The premise is rich and promising: a reader is interrupted and reflects on the nature of the interruption in light of the book he is reading. In Dick Davis’ “Near Coltishall” (The Covenant, 1984), it’s evening and the speaker is reading Montaigne when he hears the sound of “thunderous aircraft.” Coatishall is a village in East Anglia, home to a Royal Air Force base from 1938 to 2006. During the Cold War, when Davis’ poem is set, the base housed British bombers carrying nuclear weapons. Here is the second of the poem’s six stanzas: 

“Distracted from my page

I watch each passing plane –

The virtue of Montaigne

Is innocent to gauge

The wrath that they contain.”


Montaigne witnessed the French Wars of Religion that raged in the second half of the sixteenth century. Catholics and Huguenots slaughtered each other. Between two and four million were killed.
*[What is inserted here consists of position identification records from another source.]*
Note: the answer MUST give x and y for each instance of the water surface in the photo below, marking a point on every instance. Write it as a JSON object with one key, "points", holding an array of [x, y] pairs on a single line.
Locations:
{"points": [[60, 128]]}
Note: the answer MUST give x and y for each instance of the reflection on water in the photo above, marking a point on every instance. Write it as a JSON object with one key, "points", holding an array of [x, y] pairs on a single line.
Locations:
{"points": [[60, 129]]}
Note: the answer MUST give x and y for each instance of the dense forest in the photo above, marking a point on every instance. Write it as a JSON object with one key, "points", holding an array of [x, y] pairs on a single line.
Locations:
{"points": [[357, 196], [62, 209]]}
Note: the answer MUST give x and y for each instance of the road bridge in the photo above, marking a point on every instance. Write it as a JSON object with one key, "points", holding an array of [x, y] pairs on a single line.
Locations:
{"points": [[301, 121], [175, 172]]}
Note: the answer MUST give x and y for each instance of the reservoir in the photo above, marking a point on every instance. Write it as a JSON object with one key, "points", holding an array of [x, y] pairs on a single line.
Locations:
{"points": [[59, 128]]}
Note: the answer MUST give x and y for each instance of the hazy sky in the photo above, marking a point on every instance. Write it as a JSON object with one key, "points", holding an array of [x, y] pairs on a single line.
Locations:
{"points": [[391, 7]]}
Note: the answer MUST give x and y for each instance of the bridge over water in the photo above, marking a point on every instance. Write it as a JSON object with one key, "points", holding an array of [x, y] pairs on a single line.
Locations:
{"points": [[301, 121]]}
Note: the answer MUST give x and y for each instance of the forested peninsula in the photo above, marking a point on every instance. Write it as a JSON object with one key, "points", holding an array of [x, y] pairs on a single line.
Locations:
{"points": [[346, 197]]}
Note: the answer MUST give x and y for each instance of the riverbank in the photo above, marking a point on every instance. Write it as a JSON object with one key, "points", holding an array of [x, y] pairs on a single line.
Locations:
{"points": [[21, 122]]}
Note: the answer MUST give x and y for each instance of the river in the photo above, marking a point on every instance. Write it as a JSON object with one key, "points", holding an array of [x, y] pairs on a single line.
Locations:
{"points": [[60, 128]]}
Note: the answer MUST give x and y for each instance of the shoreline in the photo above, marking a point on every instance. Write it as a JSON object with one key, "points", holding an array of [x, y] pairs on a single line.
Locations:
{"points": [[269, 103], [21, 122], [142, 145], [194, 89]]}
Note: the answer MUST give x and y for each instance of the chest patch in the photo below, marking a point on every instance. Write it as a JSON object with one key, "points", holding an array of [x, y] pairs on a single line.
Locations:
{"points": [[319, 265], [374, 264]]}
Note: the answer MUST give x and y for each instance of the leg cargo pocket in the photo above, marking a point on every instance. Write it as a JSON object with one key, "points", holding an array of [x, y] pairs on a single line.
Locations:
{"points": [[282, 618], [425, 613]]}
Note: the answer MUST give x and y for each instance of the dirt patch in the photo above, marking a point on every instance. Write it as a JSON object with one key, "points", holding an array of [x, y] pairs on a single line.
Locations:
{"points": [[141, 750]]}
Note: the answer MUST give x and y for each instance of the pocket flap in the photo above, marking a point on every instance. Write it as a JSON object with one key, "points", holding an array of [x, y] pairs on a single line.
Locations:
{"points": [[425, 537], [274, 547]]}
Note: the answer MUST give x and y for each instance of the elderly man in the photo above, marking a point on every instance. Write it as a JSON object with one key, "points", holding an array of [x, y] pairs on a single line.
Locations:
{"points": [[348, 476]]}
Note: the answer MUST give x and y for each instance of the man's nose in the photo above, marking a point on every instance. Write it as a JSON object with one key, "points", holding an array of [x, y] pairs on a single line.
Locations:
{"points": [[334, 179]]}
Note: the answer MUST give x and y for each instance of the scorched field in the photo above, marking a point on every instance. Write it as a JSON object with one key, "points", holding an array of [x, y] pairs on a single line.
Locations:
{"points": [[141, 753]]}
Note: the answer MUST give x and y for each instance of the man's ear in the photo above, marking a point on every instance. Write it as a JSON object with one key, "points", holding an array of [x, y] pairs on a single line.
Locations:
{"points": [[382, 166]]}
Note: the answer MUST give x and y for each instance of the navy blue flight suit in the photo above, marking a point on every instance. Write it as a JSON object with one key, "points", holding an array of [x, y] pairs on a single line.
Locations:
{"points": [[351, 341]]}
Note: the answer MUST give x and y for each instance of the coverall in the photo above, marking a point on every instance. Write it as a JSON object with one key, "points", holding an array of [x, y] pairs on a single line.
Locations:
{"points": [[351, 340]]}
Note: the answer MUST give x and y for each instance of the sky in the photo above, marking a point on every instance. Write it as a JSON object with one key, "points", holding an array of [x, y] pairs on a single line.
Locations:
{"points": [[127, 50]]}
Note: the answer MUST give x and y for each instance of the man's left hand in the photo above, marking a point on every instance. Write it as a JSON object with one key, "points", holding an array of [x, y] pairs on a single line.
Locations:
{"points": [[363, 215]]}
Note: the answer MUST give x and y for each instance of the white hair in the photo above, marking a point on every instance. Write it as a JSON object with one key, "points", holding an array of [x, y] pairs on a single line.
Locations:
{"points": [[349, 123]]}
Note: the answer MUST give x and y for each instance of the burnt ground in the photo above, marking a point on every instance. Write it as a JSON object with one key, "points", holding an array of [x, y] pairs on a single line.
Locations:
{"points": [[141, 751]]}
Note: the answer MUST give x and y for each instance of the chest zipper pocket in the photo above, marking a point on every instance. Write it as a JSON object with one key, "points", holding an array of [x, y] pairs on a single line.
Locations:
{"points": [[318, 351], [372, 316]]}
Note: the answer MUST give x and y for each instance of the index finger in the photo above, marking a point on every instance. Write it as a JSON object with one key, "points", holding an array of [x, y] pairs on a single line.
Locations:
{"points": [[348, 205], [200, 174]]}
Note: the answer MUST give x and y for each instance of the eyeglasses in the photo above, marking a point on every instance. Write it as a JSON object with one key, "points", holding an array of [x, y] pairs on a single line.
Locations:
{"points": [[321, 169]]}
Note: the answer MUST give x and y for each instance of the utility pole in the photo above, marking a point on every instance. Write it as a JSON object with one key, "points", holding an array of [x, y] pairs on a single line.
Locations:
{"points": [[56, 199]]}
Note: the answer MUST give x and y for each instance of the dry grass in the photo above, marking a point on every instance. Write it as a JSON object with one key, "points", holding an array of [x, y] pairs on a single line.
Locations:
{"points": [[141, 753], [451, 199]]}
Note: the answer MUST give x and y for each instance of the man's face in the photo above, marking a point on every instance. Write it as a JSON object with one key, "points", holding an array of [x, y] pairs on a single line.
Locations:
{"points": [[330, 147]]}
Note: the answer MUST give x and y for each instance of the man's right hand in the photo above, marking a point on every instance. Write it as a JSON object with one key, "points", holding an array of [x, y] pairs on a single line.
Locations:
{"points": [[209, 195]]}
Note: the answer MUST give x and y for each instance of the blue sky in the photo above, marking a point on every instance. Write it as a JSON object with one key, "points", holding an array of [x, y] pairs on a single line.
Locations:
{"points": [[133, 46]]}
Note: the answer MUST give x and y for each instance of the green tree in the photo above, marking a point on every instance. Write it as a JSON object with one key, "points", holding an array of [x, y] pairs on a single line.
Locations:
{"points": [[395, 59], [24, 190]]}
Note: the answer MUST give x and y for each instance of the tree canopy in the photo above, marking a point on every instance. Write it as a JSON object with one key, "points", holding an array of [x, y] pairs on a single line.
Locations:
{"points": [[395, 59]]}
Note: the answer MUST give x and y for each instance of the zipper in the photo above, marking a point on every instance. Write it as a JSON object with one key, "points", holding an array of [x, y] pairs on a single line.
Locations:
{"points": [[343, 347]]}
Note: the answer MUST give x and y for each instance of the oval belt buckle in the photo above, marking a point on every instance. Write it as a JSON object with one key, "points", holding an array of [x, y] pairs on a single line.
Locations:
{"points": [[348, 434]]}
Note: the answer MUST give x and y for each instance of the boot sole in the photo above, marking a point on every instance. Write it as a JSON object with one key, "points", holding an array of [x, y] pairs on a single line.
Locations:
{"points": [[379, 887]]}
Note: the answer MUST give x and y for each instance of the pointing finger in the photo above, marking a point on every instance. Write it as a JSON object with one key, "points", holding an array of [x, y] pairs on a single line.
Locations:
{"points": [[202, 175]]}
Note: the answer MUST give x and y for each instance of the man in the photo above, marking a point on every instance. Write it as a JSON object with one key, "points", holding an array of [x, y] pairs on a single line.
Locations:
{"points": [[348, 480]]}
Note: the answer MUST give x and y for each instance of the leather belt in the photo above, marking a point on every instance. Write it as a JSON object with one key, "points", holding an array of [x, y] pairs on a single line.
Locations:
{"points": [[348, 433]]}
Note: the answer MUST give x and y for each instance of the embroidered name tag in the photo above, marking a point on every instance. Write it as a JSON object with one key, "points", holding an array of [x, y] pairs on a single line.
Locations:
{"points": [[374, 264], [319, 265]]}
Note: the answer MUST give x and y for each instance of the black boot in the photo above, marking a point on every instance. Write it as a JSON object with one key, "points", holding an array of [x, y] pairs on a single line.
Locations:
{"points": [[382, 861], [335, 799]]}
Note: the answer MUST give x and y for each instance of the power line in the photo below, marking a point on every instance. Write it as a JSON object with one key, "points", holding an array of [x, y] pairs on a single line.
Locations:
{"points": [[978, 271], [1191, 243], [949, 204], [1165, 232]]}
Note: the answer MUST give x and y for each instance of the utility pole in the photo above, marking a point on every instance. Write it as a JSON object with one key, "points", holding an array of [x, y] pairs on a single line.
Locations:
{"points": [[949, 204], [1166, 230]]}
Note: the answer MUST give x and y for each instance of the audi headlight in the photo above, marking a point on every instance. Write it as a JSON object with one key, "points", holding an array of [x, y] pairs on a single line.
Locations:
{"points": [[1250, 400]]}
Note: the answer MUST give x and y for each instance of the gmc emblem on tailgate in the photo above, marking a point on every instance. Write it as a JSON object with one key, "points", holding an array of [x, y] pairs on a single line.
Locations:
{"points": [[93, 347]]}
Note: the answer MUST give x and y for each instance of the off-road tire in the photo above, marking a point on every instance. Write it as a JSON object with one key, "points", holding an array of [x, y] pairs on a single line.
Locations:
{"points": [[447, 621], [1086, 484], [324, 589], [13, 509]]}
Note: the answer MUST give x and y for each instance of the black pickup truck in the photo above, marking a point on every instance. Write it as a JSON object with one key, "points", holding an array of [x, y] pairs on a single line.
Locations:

As the civil wars dragged on – they usually are dated from 1562 to the Edict of Nantes in 1598, when the killing continued at a slower pace -- Montaigne wrote the first of his Essais, in 1570. But the speaker of the poem says even Montaigne could not comprehend the sheer destructive power of nuclear weapons: “Who shall escape defeat / From what we dream of war?” Davis is too smart and subtle a thinker and poet to turn his poem into a simple-minded anti-nuke screed. In the final two stanzas he turns to Montaigne and asks:


“Which would you choose, my lord—

The cant of government,

The smug cant of dissent?

Or would you turn toward

Your book's long argument


“That wisdom is to know

How blindly we descend

To where no arms defend

Our ignorance from no

Imaginable end?”


Davis cites no specific essay but among Montaigne’s consistent themes is the inadequacy of his knowledge, and by implication all knowledge. And yet few writers have known so much and deferred so often to those who preceded him -- the wise ones such as Seneca and Plutarch. His admission of ignorance implies humility, not an exhibitionistic declaration of false humility. Out of such self-knowledge flows the possibility of all further knowledge. Montaigne writes in “Of Books” (trans. Donald Frame):


“I have no doubt that I often happen to speak of things that are better treated by the masters of the craft, and more truthfully. This is purely the essay of my natural faculties, and not at all of the acquired ones; and whoever shall catch me in ignorance will do nothing against me, for I should hardly be answerable for my ideas to others, I who am not answerable for them to myself, or satisfied with them. Whoever is in search of knowledge, let him fish for it where it dwells; there is nothing I profess less. These are my fancies, by which I try to give knowledge not of things, but of myself. The things will perhaps be known to me some day, or have been once, according as fortune may have brought me to the places where they were made clear. But I no longer remember them. And if I am a man of some reading, I am a man of no retentiveness.”